No child is shameful and guilty at a very young age. (I too hated my mother, very intensely, for many years. It was difficult to live with all that anger on top of the shame and guilt).
“As a child, I often wished my parents would divorce and that my dad would re-marry someone else. I do not know what this really says about her, though. This is still about me”- it says that she was a bad mother to a good child. (I too wished to have had a different mother).
“I tried to talk to her in various conversations to tell her how I felt. I tried to explain.. I would tell her that I felt hurt by her. Her response to this was always something like ‘I hurt you? You hurt me!”-
– this is you as an older child or a teenager, trying to connect with your mother, trying to heal the relationship with her, and her reaction: NO! Before that age, as a young child (not with elaborate words and thoughts, but in simpler ways) you tried to connect with her many, many times, you tried hard to make her love you, and you failed- not because there was something wrong with you, but because there was something wrong with her.

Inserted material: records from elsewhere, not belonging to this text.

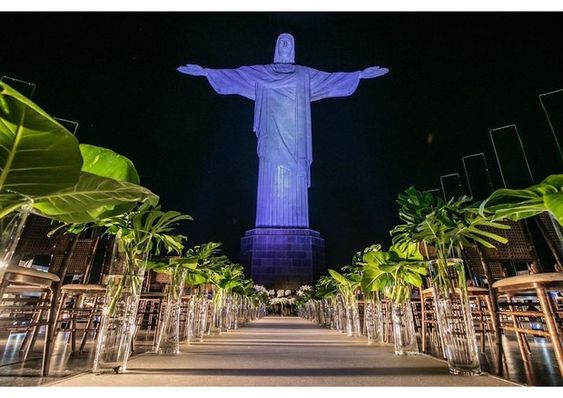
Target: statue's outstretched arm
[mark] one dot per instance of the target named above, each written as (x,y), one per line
(192,69)
(373,71)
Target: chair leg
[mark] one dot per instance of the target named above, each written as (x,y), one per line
(50,329)
(32,332)
(551,327)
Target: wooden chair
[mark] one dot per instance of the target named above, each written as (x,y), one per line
(524,317)
(26,302)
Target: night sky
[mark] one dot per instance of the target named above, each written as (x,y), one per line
(452,78)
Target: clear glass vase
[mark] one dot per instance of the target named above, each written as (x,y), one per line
(168,342)
(11,225)
(453,313)
(373,320)
(117,326)
(118,322)
(404,333)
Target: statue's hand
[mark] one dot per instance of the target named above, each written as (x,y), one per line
(373,71)
(192,69)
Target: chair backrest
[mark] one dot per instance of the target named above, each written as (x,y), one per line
(81,260)
(34,241)
(518,248)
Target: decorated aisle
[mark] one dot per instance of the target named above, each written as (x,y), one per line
(283,351)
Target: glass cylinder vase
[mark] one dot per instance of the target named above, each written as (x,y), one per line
(118,322)
(404,333)
(373,320)
(453,313)
(117,326)
(11,225)
(168,342)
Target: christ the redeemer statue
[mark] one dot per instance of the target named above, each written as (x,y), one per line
(282,93)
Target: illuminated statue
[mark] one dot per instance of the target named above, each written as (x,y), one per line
(282,92)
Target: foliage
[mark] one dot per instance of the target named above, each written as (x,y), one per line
(447,226)
(38,156)
(517,204)
(393,272)
(146,229)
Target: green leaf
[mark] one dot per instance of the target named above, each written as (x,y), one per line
(81,203)
(195,279)
(339,278)
(38,156)
(554,204)
(106,163)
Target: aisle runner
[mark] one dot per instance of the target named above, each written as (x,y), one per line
(285,351)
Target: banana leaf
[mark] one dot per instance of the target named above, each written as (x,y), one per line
(38,156)
(518,204)
(107,163)
(81,203)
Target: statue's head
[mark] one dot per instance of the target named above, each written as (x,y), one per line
(285,49)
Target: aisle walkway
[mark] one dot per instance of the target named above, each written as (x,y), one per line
(282,352)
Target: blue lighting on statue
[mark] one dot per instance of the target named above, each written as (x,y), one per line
(282,93)
(282,252)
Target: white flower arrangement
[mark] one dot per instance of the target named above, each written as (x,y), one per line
(279,300)
(260,289)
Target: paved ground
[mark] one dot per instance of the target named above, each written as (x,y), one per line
(282,352)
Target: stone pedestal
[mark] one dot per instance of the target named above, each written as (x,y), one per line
(283,258)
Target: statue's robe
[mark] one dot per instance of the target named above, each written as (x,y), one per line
(282,122)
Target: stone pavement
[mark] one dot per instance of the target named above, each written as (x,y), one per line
(283,351)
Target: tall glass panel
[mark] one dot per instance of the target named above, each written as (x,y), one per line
(511,158)
(23,87)
(451,186)
(477,176)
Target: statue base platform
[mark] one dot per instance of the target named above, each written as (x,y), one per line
(283,258)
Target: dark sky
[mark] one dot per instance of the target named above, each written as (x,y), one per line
(453,77)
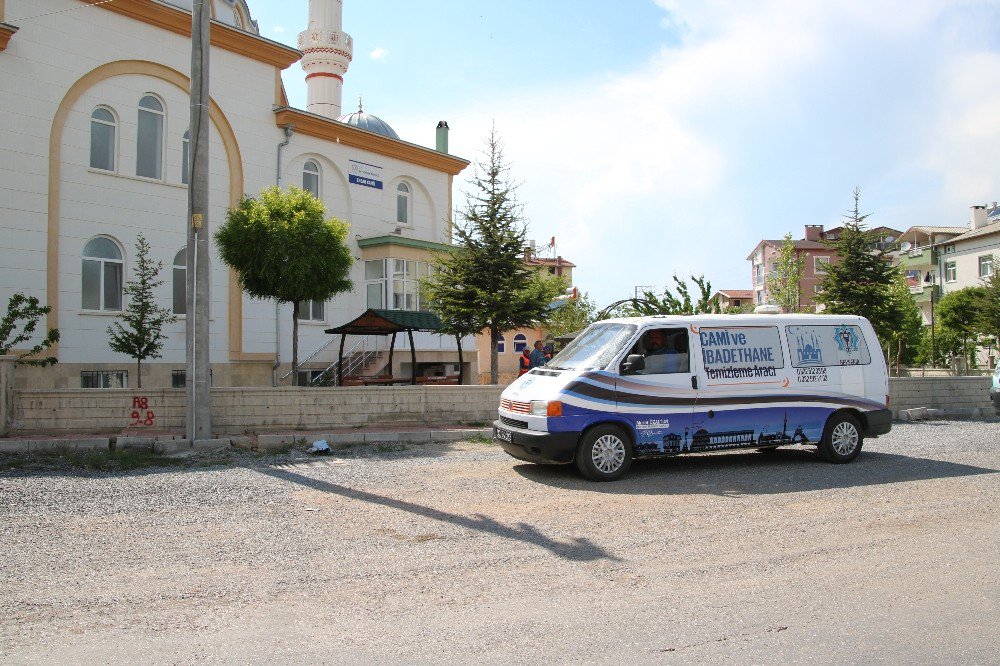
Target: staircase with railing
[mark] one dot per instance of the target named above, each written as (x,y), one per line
(364,357)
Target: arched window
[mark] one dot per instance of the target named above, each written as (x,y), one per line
(102,275)
(402,204)
(310,178)
(149,143)
(180,282)
(103,128)
(186,157)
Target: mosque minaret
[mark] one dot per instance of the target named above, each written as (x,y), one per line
(326,56)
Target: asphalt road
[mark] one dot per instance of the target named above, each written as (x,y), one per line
(457,553)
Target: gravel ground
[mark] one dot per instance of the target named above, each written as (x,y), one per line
(457,553)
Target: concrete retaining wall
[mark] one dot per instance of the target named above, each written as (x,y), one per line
(242,410)
(954,395)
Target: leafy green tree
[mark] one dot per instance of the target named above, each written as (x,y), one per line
(141,336)
(669,303)
(24,312)
(861,281)
(905,341)
(946,343)
(959,311)
(989,313)
(484,283)
(573,315)
(783,289)
(282,246)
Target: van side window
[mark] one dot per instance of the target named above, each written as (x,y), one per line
(665,351)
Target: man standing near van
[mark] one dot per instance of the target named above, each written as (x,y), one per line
(537,355)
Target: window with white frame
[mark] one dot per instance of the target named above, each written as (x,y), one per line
(101,276)
(103,138)
(149,142)
(180,282)
(402,204)
(310,177)
(986,265)
(186,156)
(312,311)
(104,379)
(394,284)
(375,284)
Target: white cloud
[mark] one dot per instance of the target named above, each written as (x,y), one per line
(671,167)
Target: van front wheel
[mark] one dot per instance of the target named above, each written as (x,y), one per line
(604,453)
(842,439)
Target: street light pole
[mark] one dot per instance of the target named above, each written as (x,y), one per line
(930,279)
(197,398)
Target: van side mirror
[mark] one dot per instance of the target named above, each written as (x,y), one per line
(633,364)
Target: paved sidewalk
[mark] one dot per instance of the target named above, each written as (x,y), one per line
(174,442)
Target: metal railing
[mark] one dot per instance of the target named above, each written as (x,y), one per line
(358,356)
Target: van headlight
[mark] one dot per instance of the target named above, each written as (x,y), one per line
(546,408)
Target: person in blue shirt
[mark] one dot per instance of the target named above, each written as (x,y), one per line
(537,355)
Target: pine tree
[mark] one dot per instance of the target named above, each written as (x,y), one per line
(860,282)
(141,336)
(784,288)
(668,303)
(484,283)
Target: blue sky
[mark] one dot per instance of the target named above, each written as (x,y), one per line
(654,137)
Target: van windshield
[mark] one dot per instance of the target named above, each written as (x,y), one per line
(593,349)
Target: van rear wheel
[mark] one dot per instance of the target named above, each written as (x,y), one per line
(842,439)
(604,453)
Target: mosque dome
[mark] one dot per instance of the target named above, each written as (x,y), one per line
(366,121)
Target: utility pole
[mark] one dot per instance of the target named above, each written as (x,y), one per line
(198,397)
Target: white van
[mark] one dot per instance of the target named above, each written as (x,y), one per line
(666,385)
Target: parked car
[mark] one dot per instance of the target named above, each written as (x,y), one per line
(666,385)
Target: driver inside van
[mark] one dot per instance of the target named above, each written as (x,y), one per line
(665,354)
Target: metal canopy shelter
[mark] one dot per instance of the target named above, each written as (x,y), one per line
(386,322)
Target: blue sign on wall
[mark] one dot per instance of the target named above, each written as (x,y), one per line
(368,175)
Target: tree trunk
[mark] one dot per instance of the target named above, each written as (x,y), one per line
(295,343)
(494,357)
(899,354)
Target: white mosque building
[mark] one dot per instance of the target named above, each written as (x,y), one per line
(94,151)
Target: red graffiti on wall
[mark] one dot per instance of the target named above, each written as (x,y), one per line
(141,414)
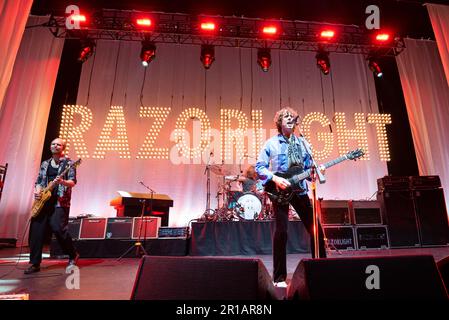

Look at her reaction: “I hurt you? You hurt me!”- what kind of a reaction is that? Is this a reaction of a loving mother who has any concern for her daughter’s well-being? Or is it a reaction of an immature girl-mother talking to her daughter as if both were immature teenagers, saying: I didn’t do it! You did!
Talking about shame- her reaction was shameful!
Overall, your mother is extremely self-centered, shaming and guilt-tripping, so what I know about her tells me a lot about who you are: that at an early age, before you did anything shameful, you were already her victim, terribly hurt through no fault of your own.
anitaApril 10, 2021 at 8:27 pm #377466
Did you read my recent post of an hour ago? I will reply to your most recent post (and anything you may add to it) when I am back to the computer, in about 10 hours from now. Please try to relax best you can. You will be okay, you will see!
anitaApril 10, 2021 at 7:30 pm #377463
I just read your question for me. I will answer your question without thinking much. If you want me later to elaborate, let me knnow.
I remember unrelenting shame, how tormenting it was, and not too long ago- it felt like an ongoing burning in the heart, a certain pain that is hard to describe. Overcoming shame: basically what it took was for me to understand, really understand (and believe my understanding to be true) that the person who shamed me, the person who introduced shame into my heart- my mother- she was the one who was wrong, not me. As a child, I was 100% innocent and loving and eager to please her, and it was she who messed it up, it was she who betrayed my love for her.
I gave the shame back to the one who introduced it into my life- it is hers, not mine.
What I just wrote, it took years to figure out, but it doesn’t have to take this long for you.
anitaApril 10, 2021 at 2:47 pm #377458
My therapist of 2011-13 taught me this equation:
Wise Mind= Rational Mind + Emotional Mind
– meaning to choose wisely we need to consider logic plus our emotions, not one or the other.